La mode au chevet du monde

… si la Mode est parfois comparée a une activité artistique, du moins certains de ses protagonistes, parmi lesquels, on peut citer Elsa Schiaparelli et ses amis surréalistes, Hussein Chalayan… Puis il y a les « in between », Rei Kawakubo en tête, Miuccia Prada ou Raf Simons (ce dernier passant de collaboration avec Sterling Ruby à la marque Calvin Klein), à cheval entre consumérisme censé et implication.

… et si l’Art a pour vocation de changer le monde.

… alors l’activité des créateurs de Mode, tout comme celle de certains artistes engagés de l’art contemporain (Marina Abramovic, Santiago Sierra…) pourrait-elle avoir pour vocation de participer au changement du monde?

Il y a l’attrait, parfois hystérique, pour les produits de Mode et tendance. Puis le poids économique du secteur, qui depuis l’invention du luxe à la française au XVIIIe siècle en à fait la première industrie de France, rayonnant à travers le monde.

Indéniablement les situations politiques (traitement des Ouïghours…), sociales (inclusivité, BLM…), économiques (délocalisation…), sur la durabilité et sur l’écologie… se confrontent à cette industrie.

Au-delà du woke washing et du tee-shirt à slogan à 700 euros, les créateurs de mode doivent-ils aussi se montrer responsables et être les acteurs de l’état du monde?

Entre une vanité idéologique visant à changer le monde aussi par la mise (la veste chinoise) et se faire l’écho de l’état du monde, il existe une voie étroite que se doit de tracer le créateur de mode. Celui-ci manie le prisme qui entraîne notre regard, le questionne et nous permet de changer notre vision du monde.

Une mode politiquement… incorrecte

À en regarder la tenue de certains de nos hommes et femmes politiques on désespère quand à leur culture fashion, bien que de sérieuses améliorations aient eu lieu ces dernières années. On peut citer Carla Bruni-Sarkozy, notre première dame de France, Rachida Dati, notre ministre de la Justice, Ioulia Tymochenko, première ministre d’Ukraine ou plus récemment Michelle Obama, première dame américaine. Toutes ces femmes ont fait au moins une fois la couverture d’un magazine de mode ou occupés une de leurs pages.

Pour autant mode et politique font-ils bon ménage? Comment Miuccia Prada,  cette ancienne (?) militante du Parti Communiste, qui le 14 octobre 2000 organisait une des party les plus hype de Paris place du Colonel Fabien (siège du PC) peut-elle créer des tenues à des prix inaccessibles pour la moyenne des gens? Jean-Baptiste Doumeng, le milliardaire rouge, nous a prouvé que l’on pouvait être milliardaire et communiste, la question n’est pas aussi simple et mériterait d’être développée plus amplement.

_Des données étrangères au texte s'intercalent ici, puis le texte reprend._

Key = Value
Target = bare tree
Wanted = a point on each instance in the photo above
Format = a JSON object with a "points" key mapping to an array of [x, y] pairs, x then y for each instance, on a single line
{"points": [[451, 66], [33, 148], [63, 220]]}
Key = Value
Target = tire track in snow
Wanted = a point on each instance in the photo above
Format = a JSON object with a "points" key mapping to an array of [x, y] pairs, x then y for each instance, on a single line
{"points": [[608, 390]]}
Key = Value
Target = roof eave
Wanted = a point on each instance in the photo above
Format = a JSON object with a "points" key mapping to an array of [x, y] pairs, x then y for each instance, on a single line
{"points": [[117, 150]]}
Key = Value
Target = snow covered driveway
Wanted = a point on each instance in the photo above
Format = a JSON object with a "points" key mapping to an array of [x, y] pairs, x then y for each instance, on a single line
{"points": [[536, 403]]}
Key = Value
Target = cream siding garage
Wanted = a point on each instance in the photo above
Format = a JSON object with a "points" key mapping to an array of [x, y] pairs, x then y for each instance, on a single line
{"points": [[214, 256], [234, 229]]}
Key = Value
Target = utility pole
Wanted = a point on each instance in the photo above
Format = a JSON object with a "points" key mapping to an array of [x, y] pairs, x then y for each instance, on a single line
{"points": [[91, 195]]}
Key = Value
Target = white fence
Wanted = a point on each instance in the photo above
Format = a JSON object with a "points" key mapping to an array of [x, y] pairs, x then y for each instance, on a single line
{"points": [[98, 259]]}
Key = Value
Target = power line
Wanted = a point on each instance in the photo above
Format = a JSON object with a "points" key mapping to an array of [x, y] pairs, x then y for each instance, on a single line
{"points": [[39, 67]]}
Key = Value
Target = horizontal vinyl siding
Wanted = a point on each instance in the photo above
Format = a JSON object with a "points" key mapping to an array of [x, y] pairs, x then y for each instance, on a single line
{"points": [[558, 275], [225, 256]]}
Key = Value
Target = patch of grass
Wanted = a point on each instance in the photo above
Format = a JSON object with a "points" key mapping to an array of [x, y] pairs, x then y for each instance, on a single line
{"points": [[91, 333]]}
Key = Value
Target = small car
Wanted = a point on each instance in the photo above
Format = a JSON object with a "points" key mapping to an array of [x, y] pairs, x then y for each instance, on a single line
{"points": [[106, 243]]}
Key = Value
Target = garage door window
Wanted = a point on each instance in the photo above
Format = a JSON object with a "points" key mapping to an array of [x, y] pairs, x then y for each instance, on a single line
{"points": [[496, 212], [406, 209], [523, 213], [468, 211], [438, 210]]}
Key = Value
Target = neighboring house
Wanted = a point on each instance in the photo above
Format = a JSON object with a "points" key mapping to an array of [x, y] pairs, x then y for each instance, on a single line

Miuccia Prada est iconoclaste et nous propose par conséquent, des vêtements usés, des vêtements « pauvres » et « misérables », troués et sans ourlets défiant les traditions, donc proches du peuple. Des vêtements communistes qui font dire : « On vous accepte même si vous êtes en guenilles, c’est Miuccia qui l’a dit! ».

Inévitablement, ces modèles nous interpellent car ils induisent :

  • une dimension artistique proche de l’Arte Povera, le vêtement comme objet d’art;
  • une dimension économique, en période de crise on ne craint plus de sortir ses vêtements usés, une simple ceinture délicatement choisie sublimera l’ensemble;
  • une dimension sociale, chacun de nous, quelque soit notre CSP(1) possède un vieux vêtement usé dans son armoire, à nous de lui redonner sa chance et d’être ingénieux;
  • une dimension temporelle, laissons le temps aux vêtements de vieillir, ressortons les tenues de nos grands-parents et ne cédons pas à la tyrannie de la fast-fashion.

Pour finir, on peut imaginer que chacun de ces vêtements véhicule une dimension bespoke, les usures n’étant pas identiques d’un vêtement à l’autre, elles rendent celui-ci unique, contredisant la dimension communiste et égalitaire, vous avez dit contradictoire? Les repères sont chamboulés et le conservatisme est sérieusement mis à mal par cette créatrice désobéissante plus engagée qu’on pourrait le penser.

des escarpins comme rafistolés

des robes de luxe... rongées par les mites

une jupe évorée, sans doute trouvée dans le grenier d'une maison abandonnée

robe malenpoint...

(1) Catégorie Socio Professionnelle

À lire
Prada party au siège du PC
Jean-Baptiste Doumeng, le milliardaire rouge

Remarque : les vêtements ici sont « simples (robe trois trous, robe bustier…) et n’ont pas la théâtralité du défilé « Clochards » de Christian Dior par John Galliano en 2000, qui abordait également la notion de pauvreté.